Kiai Mahrus melanjutkan, fenomena politisasi agama ini kerap terjadi akibat perbedaan pandangan politik. Juga karena tokoh yang bersangkutan memiliki agenda dan visi misi sendiri untuk menyudutkan pemerintah yang sah.
Terlebih lagi, masyarakat Indonesia yang relijius ini seringkali dijadikan sasaran oleh kelompok yang suka mempolitisasi agama untuk diprovokasi dan memicu konflik di tengah masyarakat yang beragam.
“Makanya, hal-hal seperti ini bisa digerus bersama-sama dengan kerjasama pemerintah, organisasi, ulama dan juga santri,” ucap Kyai Machrus.
Ia meyakini bahwa di lingkungan pesantren bahkan ormas keagamaan besar seperti Nahdlatul Ulama (NU), Muhammadiyah, Al-Wasliyyah, serta Mathlaul Anwar, dan lain sebagainya, tidak pernah ada istilah atau ajaran anti-pemerintah, anti-NKRI atau bahkan anti-Pancasila.

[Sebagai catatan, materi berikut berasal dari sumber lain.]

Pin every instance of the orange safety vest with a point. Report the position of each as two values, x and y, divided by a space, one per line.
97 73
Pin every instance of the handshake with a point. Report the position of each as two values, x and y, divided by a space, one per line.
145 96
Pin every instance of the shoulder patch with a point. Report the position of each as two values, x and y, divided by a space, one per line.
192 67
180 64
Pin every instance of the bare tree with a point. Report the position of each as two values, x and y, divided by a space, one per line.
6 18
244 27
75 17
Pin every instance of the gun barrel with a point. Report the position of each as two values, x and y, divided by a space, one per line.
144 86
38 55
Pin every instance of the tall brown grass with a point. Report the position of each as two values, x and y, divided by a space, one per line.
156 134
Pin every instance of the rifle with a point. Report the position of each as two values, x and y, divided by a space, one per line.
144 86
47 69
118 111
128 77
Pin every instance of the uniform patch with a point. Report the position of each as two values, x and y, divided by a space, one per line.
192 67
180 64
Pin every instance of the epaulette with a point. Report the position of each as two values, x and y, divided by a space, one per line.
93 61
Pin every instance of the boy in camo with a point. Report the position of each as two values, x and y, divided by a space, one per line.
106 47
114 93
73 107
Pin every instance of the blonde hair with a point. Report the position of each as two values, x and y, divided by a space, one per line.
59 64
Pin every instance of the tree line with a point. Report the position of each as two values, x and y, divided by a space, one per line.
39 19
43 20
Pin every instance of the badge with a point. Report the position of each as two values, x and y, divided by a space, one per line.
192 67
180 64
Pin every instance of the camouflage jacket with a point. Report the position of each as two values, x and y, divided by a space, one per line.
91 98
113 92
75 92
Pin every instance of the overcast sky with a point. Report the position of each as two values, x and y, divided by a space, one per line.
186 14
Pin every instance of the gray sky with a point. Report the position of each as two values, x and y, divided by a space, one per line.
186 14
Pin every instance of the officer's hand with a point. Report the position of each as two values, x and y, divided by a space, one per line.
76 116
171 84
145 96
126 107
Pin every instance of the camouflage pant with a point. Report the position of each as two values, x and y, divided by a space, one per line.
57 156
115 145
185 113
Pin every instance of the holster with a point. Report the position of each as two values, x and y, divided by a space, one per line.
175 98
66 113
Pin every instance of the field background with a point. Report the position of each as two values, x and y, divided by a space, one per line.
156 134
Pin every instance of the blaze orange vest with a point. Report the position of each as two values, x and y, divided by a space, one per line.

“Di lingkungan pesantren contohnya, NKRI ini sudah harga mati dan tidak bisa ditawar-tawar lagi,” ujar kiai yang juga Pembina Pondok Pesantren Al Ikhlas Pasuruan ini.
Terkait penanganan paham radikal terorisme yang mengatasnamakan agama, Kiai Mahrus memberikan apresiasi terhadap upaya Badan Nasional Penanggulangan Terorisme (BNPT) dalam mempererat hubungan dan bersinergi dengan para alim ulama. Ia menilai hal ini adalah langkah yang tepat, sebagaimana ulama yang merupakan ujung tombak dari para umat.
“BNPT ini dekat dengan ulama. Antara ulama dan umara memang tidak bisa dipisahkan, jadi harus saling bekerjasama dalam hal ini untuk menjaga NKRI,” ucap alumni Pondok Pesantren Lirboyo Kediri ini.
Kiai Machrus juga mengamati fenomena di masyarakat yang cenderung terburu-buru dalam membagikan ilmu.
Padahal pemahamannya belum tuntas sehingga menyebabkan banyak timbul kekeliruan dan distorsi terkait ajaran agama.
“Misalnya, orang hanya baca sedikit di koran, di sosmed atau bahkan tabloid soal dalil ini dan itu. Alhasil pemahaman agamanya jadi hanya sepucuk, tidak didalami sehingga tidak paham ajaran agama yang sesungguhnya,” jelasnya.
Ia menilai, pemerintah harus memiliki program, baik dengan ulama maupun ormas keagamaan yang moderat untuk mensosialisasikan dan membina masyarakat untuk berkehidupan yang damai di tengah perbedaan,
“Program itu berupa penguatan nilai-nilai Pancasila dan manfaatnya, serta tentang menjaga NKRI dan sebagainya,” kata Machrus.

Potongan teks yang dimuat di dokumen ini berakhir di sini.